I also enjoy people - good people - great characters that make me realize that although we aren't all outgoing, we can all be great characters - diversity is the spice of life - it would be incredibly boring if we were all the same.

All this makes me very grateful. And to imagine that we are only capable of understanding and appreciating a small part of our world. There is so much more out there which we haven't even scratched the surface.


----------



## cioco (Jun 30, 2012)

All the little things =)

I'm doing it right now! - listening to a band I'm obsessed with. Currently it's Franz Ferdinand. I don't know why, but it makes me really happy. And the leadsinger (Alex Kapranos) looks yummers. 

Playing video games with close friends. This really only serves to put things off my mind. Play a game or two of League of Legends.

Being with my boyfriend. 

Then there are the things that make me both happy and frustrated, like working towards any goals I have. The passion I have for it coupled with the fear of failure and the pressure to keep working hard.
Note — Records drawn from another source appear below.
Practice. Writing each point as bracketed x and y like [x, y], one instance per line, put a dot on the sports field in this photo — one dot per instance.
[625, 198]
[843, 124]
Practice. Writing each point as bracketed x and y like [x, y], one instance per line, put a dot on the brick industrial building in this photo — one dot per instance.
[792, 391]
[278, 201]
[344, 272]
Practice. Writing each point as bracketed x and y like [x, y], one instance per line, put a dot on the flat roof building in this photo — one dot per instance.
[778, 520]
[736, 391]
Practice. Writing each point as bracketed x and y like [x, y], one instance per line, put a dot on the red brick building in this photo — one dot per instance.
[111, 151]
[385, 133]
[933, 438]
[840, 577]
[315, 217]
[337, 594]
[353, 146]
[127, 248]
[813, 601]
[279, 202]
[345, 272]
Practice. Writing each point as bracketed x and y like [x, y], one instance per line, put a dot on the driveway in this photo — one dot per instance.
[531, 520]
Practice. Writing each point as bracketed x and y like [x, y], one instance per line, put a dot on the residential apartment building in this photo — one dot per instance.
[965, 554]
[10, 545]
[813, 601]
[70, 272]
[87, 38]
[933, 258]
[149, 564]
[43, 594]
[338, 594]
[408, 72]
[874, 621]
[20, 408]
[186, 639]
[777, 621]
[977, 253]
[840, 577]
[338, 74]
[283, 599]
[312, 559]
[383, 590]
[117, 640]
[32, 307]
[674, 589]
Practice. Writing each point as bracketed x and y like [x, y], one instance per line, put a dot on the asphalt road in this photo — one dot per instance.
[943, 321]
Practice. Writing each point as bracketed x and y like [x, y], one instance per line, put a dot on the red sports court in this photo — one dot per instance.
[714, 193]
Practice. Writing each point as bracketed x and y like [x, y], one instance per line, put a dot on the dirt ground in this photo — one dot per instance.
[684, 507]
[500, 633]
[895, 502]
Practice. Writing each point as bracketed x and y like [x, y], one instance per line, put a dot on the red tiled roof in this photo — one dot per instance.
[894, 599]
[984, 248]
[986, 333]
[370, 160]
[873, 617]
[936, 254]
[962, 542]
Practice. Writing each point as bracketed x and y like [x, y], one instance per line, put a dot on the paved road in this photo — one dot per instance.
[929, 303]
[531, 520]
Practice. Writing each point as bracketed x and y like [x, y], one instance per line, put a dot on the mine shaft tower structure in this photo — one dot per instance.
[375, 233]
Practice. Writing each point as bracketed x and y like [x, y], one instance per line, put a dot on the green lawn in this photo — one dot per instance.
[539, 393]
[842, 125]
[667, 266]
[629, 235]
But I just...keep at it for some reason.


----------



## fleur (Nov 25, 2011)

music, books, cats, sunlight bursting through my windows, bird songs.


----------



## TobeyJuarez (May 16, 2012)

making people laugh


----------



## DesertStar91 (Feb 1, 2012)

Writing...always writing.


----------



## jneves4pt (Jun 19, 2012)

Listening to music at night d^_^b


----------



## Scarlett22 (Jun 28, 2012)

My family, my cats, Musicals, old movies, good books, chocolate.


----------



## awkwardsilent (Jun 14, 2012)

Music - Listening to and Dancing, Or playing, Or singing..It usually helps not always but its the best bet to make me feel good. 

My favorite TV shows, good 1 on 1 time with friends that I can honest about my feelings with.


----------



## iNeedtoRelax (Jul 1, 2012)

Anime, I love it. Also Ian Somerhalder.


----------